In the forenoon two companies on the left of the 6th corps commenced driving some sharp-shooters from their position in a house commanding a partial view of our lines, killing and capturing several of their number.
In the afternoon the rain fell to some extent, continuing until after dark, laying the dust, cooling the atmosphere and raising the spirits of our troops. Fires were built and supplies cooked, and bands began playing. The forest along the lines was undisturbed for once by the enemy's shells. Our soldiers eat heartily and rested sweetly. The enemy had no ammunition to waste. Meanwhile the news arrived towards evening that Sheridan had penetrated to Beaver Dam, on the Orange Court House Railroad, tore up about ten miles of track, captured a rebel supply train, and recaptured about 800 of our men taken prisoner in the Wilderness battles. This news was so inspiring that general jubilee of cheers succeeded its announcement, and during the night arrangements were pushed for an attack by our side. This morning the enemy had been seen pushing troops toward our right and ostentatiously erecting abattis in front of Hancock's troops. It was shrewdly and rightly suspected this was only a blind of the enemy, it was therefore anticipated. After midnight the 2d corps (Hancock's) and the left of the 6th, (Wright's,) was between that and Burnside, who commanded the left on the Spottsylvania road. At 4:30 this morning Hancock attacked the enemy fronting him, opening a fierce and withering cannonade, and making resistless charges against the very heart of his position. The cannonade was replied to with vigor, and the charges of our men were as vigorously resisted, but the determination of the onset overwhelmed everything. The troops rushed in on the rifle pits of the enemy, bayoneting them in their works, cutting their lines, and capturing on the first charge, over three thousand men and several guns, including the greater portion of the Stonewall brigade, belonging to the division commanded by Gen. Ned Johnson, and forming part of Ewell's corps. Gen. Johnson himself was taken prisoner. The assault continued till nearly the whole division was captured, and other troops accounting to one thousand men.

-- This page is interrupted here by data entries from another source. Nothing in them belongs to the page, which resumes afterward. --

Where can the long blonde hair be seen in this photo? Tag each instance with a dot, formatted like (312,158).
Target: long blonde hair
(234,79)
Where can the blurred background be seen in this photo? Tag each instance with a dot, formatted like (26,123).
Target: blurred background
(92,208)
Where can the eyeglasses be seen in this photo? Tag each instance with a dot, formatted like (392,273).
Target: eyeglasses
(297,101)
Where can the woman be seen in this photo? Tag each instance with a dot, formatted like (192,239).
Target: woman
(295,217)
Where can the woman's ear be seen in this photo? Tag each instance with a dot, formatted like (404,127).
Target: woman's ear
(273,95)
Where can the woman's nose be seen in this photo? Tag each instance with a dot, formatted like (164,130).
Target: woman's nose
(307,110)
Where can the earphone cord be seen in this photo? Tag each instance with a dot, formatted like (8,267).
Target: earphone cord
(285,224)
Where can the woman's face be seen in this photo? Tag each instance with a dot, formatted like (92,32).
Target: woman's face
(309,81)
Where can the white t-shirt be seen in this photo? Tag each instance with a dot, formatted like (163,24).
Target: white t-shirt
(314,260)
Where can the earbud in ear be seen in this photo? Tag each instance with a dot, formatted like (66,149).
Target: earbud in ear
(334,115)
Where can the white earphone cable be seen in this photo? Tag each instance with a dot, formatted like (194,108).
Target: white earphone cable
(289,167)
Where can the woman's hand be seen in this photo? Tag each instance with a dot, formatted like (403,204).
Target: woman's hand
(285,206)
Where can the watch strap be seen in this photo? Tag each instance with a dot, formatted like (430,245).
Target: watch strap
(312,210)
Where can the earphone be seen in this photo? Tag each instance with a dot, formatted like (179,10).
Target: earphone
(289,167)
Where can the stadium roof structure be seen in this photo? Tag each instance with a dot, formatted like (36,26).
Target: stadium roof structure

LATER — 11 o'clock. — A dispatch arrives this moment announcing the capture of seven thousand prisoners and thirty guns. The battle is still progressing.
The 6th corps on the left of the 2d has moved into battle, and are pushing the enemy. Warren's 5th corps moved up to its support on the right.
The battle is becoming general. Nearly all of our artillery is engaged, and the clangor of guns, the whistle of grape and roar of solid shot, the roar of musketry and the explosion of the enemy's shells filled the forest with an awful tumult. Shells burst around me while I write.
LATER — 12 M — it is just now reported that Hancock has turned the right flank of the enemy below Spottsylvania Court House, and is pressing on.
The battle everywhere is overwhelmingly in our favor.
Terrific firing has just commenced on the left near Grant's headquarters.
The battle is going on with terrible vigor.
Our success is said to be certain.
Prisoners are constantly coming in.
The following is a dispatch sent by Gen. Hancock this morning:
"Near Spottsylvania C.H., May 12 a.m. — I have captured from 30 to 40 guns. I have finished up Johnson and am now going into Early.
Signed W. J. HANCOCK."
The guns captured have arrived at headquarters.
Brig. Gen. Stuart, commanding a brigade in Johnson's division, was captured.
Burnside's column is reported to have moved down on the railroad towards Fredericksburg, going in on the enemy's rear.
Warren, with the 5th corps on the right, is now sending heavy lines of skirmishers to feel the enemy's works in his front, which are supposed to be abandoned.
It is impossible to ascertain all particulars at this time of writing, but our victory is considered going on to a decisive result. We are pursuing the enemy everywhere.
Gen. Wright is slightly wounded, but still in command of the 6th corps.